La semaine dernière, le conseil d’administration de Total SE a annoncé qu’il soumettra sa stratégie climat au vote de ses actionnaires lors de l’assemblée générale fin mai 2021. La fondation CIFF – à l’origine de l’initiative Say on Climate qui vise à encourager les entreprises à soumettre au vote de leurs actionnaires leur résolution climat – n’est pas convaincue.

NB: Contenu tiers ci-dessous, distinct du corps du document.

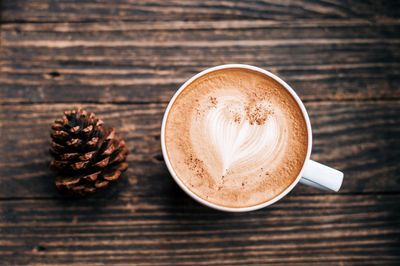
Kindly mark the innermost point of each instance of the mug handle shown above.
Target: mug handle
(321, 176)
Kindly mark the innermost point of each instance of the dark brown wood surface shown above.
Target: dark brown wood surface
(125, 59)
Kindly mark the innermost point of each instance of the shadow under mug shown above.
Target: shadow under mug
(312, 173)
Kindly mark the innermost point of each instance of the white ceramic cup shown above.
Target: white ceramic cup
(312, 173)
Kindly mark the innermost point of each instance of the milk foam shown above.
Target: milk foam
(242, 147)
(236, 138)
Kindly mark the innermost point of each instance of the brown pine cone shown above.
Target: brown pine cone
(87, 155)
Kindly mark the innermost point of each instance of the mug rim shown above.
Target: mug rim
(208, 203)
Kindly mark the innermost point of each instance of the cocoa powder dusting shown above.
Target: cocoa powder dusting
(213, 101)
(257, 114)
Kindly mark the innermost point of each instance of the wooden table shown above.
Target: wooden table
(124, 61)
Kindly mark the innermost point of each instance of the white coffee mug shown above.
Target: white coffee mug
(312, 173)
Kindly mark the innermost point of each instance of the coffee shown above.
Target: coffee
(236, 137)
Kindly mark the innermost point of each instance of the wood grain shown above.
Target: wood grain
(173, 230)
(146, 62)
(124, 60)
(47, 10)
(361, 139)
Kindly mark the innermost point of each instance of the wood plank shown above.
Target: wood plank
(101, 10)
(172, 230)
(147, 62)
(361, 139)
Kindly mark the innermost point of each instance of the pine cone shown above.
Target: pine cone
(87, 155)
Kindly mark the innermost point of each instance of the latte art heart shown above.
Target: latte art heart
(236, 137)
(242, 137)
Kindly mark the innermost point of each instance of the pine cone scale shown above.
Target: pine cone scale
(87, 155)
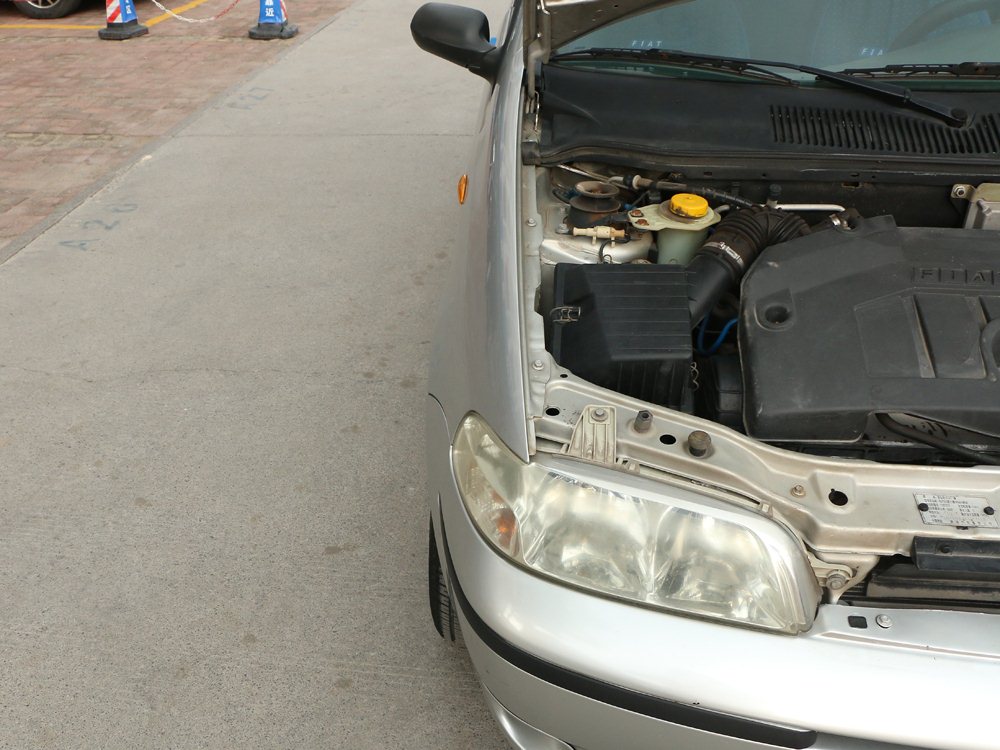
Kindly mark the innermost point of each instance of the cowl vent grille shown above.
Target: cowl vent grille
(878, 132)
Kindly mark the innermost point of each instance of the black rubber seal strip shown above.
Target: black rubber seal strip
(613, 695)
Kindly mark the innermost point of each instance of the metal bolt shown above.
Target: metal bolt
(699, 443)
(836, 581)
(643, 421)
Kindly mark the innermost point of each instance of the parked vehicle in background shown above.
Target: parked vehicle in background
(714, 427)
(47, 8)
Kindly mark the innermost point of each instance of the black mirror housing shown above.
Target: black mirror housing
(457, 34)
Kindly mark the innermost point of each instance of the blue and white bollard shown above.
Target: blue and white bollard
(123, 21)
(273, 22)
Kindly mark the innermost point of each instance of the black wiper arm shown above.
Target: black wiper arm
(681, 59)
(898, 95)
(952, 70)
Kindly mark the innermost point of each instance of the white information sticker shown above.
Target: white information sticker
(956, 510)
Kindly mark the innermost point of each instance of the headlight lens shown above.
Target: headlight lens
(668, 548)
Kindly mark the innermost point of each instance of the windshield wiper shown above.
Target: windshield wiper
(744, 68)
(951, 70)
(898, 95)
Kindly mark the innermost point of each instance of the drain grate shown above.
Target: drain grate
(880, 132)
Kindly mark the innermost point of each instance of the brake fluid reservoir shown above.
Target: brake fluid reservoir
(681, 224)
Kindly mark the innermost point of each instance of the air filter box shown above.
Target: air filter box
(625, 327)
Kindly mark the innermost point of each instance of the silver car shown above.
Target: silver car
(714, 416)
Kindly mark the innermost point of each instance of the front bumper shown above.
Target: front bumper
(596, 673)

Michael Hugman, directeur du programme Finance – Climat du CIFF déclare : “L’initiative Say on Climate défendue par le CIFF vise à fournir aux investisseurs un vote annuel sur les plans de transition climatique, mais à quoi sert un plan climat s’il n’est pas bénéfique pour le climat ? La réponse est à rien. Les actionnaires doivent voter en conséquence lors de l’assemblée générale de Total et exiger des comptes du conseil d’administration, en votant contre sa réélection si nécessaire. Le référentiel CA100+ net zero company fournit un cadre pour évaluer ces plans. L’urgence climatique laisse très peu de temps pour obliger les entreprises à décarboner réellement leurs activités. Nous encourageons donc les actionnaires de Total à exploiter au mieux les possibilités de la loi française (4) et à déposer une résolution exigeant du conseil d’administration de Total l’adoption d’une stratégie alignée sur l’objectif de neutralité carbone d’ici 2050 et fondée sur une sortie progressive du pétrole et le gaz avec des objectifs clairs à court terme”.

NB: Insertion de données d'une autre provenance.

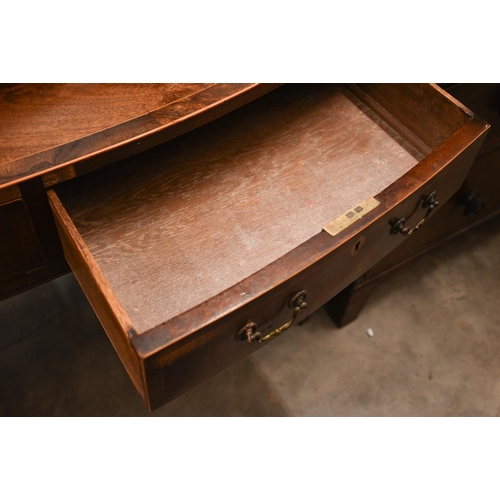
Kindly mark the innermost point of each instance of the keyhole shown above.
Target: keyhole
(355, 248)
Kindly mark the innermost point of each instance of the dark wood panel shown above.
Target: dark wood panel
(47, 127)
(44, 231)
(484, 100)
(19, 249)
(421, 109)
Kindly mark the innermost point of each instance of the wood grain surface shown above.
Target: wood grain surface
(45, 127)
(183, 222)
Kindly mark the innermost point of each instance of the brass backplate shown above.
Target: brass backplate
(351, 216)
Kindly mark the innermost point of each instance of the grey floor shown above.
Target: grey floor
(435, 352)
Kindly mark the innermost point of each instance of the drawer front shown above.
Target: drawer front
(477, 199)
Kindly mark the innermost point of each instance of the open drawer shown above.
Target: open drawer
(195, 253)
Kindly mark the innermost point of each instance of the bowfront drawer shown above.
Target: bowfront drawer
(196, 253)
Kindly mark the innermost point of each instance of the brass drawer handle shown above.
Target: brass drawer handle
(399, 227)
(249, 331)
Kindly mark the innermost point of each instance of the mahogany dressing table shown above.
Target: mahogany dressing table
(204, 220)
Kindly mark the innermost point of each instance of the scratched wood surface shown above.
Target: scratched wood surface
(191, 218)
(47, 129)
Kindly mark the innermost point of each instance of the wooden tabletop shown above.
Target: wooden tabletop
(45, 128)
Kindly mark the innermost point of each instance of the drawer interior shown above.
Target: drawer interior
(179, 224)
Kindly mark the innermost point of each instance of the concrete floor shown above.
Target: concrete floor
(435, 352)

Face à cette stratégie de diversion, Reclaim Finance et Greenpeace France ont également dénoncé une ‘énième tentative de greenwashing’ (5) et appelé les actionnaires à déposer leur propre résolution climat, tout en s’engageant à voter contre la stratégie climat de Total. Dans une réponse à une réaction du groupe pétrolier, les deux associations ont souligné les contradictions de Total sur sa propre stratégie climat et rappelé la pauvreté de celle-ci face à l’urgence climatique (6).

Contacts média :

  • Lucie Pinson, fondatrice et directrice de Reclaim Finance, lucie@reclaimfinance.org, +33 6 79 54 37 15
  • Angus Satow, chargé de relations médias à Reclaim Finance, angus@reclaimfinance.org

Notes :

  1. Voir le “Climate Action 100+ Net-Zero Company Benchmark.
  2. BNP Paribas AM partageait cette responsabilité avec Hermes EOS depuis le lancement de l’initiative CA100+.. BNP Paribas AM a depuis décidé de ne plus être en charge de l’engagement actionnarial en direction de Total SE.
  3. Relire l’historique et les étapes qui ont mené au vote de la résolution fin mai 2020 par plus de 16% des actionnaires dans le rapport “Total fait du sale: La Finance complice ?”, publié par Reclaim Finance et Greenpeace France, février 2021
  4. Total SE a argumenté que le dépôt de résolution climat par des actionnaires était illégal. Cependant, une zone grise demeure. L’année dernière, la résolution ordinaire sur le climat déposée par TCI en vue de l’assemblée genérale de VINCI avait été jugée irrecevable par l’entreprise. Mais Total SE avait accepté celle des 11 actionnaires qui avait intégré les éléments liés au climat dans une résolution qui demandait un changement de statuts. La loi n’a pas changé en la matière depuis l’année dernière. S’il n’est pas possible d’assurer que Total SE s’opposerait à une nouvelle résolution requérant le changement des statuts, il est certain que son positionnement la semaine dernière vise à dissuader ses actionnaires d’en déposer une. Son annonce a été faite 10 jours après un avis de l’ANSA, allant dans le même sens – l’ANSA est vice présidée par Marie-Christine Coisne-Roquette qui est également au conseil d’administration de Total. Le dépôt de résolution sur le climat permettrait d’avancer vers une clarification de la loi avec de grandes chances d’aboutir à un renforcement des droits des actionnaires en matière climatique.
  5. Voir le communiqué de presse de Reclaim Finance et Greenpeace France, jeudi 18 mars 2020
  6. Voir la réaction de Reclaim Finance et Greenpeace France à la réaction de Total SE.